PURPOSE: To determine the efficacy of freeze-dried amniotic membrane (AM) for reconstruction of the ocular surface in rabbit eyes. METHODS: The sterilized, freeze-dried amniotic membrane (lyophilized or FD-AM) is a preservative method that uses the drying by freezing process to maintain the AM well preserved for a long time even at room temperature. This paper is an experimental animal interventional study. One eye of each of 15 male New Zealand rabbits (1.5 - 3.0 kg) had the central cornea marked with a 6.0 mm trephine. The marked area was deepithelialized with a No.15 blade. The denuded corneal surface was covered as follows: Group 1: cryopreserved AM (n=6); Group 2: freeze-dried AM (n=6); and Group 3: not covered (control group, n=3). The AM in group 1 and 2 and the periphery of the denuded area in group 3 were secured with continuous 10-0 nylon sutures. The clinical evaluation was made by a blinded observer and graded on a four-point scale (1= minimal, 4= marked) for conjunctival and ciliary hyperemia, eyelid edema, corneal neovascularization, corneal opacity and reepithelialization on postoperative (PO) days 1, 7 and 30 . After PO day 30, the rabbits were euthanized and their corneas were sent for histopathological and ultrastructural analysis to evaluate tissue inflammation, reepithelialization, and basement membrane integrity. RESULTS: Two eyes in group 2 had a corneal infection and were excluded from the analysis. No statistically significant differences among the three groups were found (p>0.05) regarding the clinical evaluation on 1st, 7th and 30th PO days. On transmission electron microscopy, the basement membrane in lyophilized and control groups was more continuous and homogeneous than in the glycerol group. CONCLUSIONS: The freeze-drying method seems to be a good option to preserve human amniotic membrane to be used in ocular surface reconstruction. This preservative method reduces the preservation costs and may enhance...
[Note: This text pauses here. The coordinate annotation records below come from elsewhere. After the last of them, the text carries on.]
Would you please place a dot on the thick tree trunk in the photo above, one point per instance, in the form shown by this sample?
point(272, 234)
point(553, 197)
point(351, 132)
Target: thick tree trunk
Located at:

OBJETIVO: Avaliar a eficácia da liofilização da membrana amniótica (MA) para a reconstrução da superfície ocular em coelhos. MÉTODOS: A liofilização é processo de preservação que mantém a MA estável durante longo tempo mesmo em temperatura ambiente. A córnea de um olho de cada coelho macho da raça Nova Zelândia foi marcada e desepitelizada. Essa área desepitelizada foi coberta com: Grupo 1: MA criopreservada (n=6); Grupo 2: MA liofilizada (n=6) e Grupo 3: Não coberta (n=3). A MA nos grupos 1 e 2 e a periferia da córnea no grupo 3 foram suturadas com nylon 10-0. A avaliação clínica foi realizada por um observador cego em relação à hiperemia, neovascularização e edema de córnea e reepitelização nos dia 1, 7 e 30 pós-operatórios. Após o dia 30 os ratos foram eutanizados e suas córneas enviadas para análise histopatológica e ultra-estrutural. RESULTADOS: Dois olhos no grupo 2 foram excluídos da análise devido à infecção. Não foi encontrada diferença estatisticamente significante entre os grupos em relação à avaliação clínica. Na microscopia eletrônica de transmissão, a membrana basal nos grupos de MA liofilizada e controle foi mais contínua e homogênea em relação ao grupo da MA criopreservada. CONCLUSÕES: O processo de liofilização parece ser boa opção para a preservação da membrana amniótica humana para utilização na reconstrução da superfície ocular.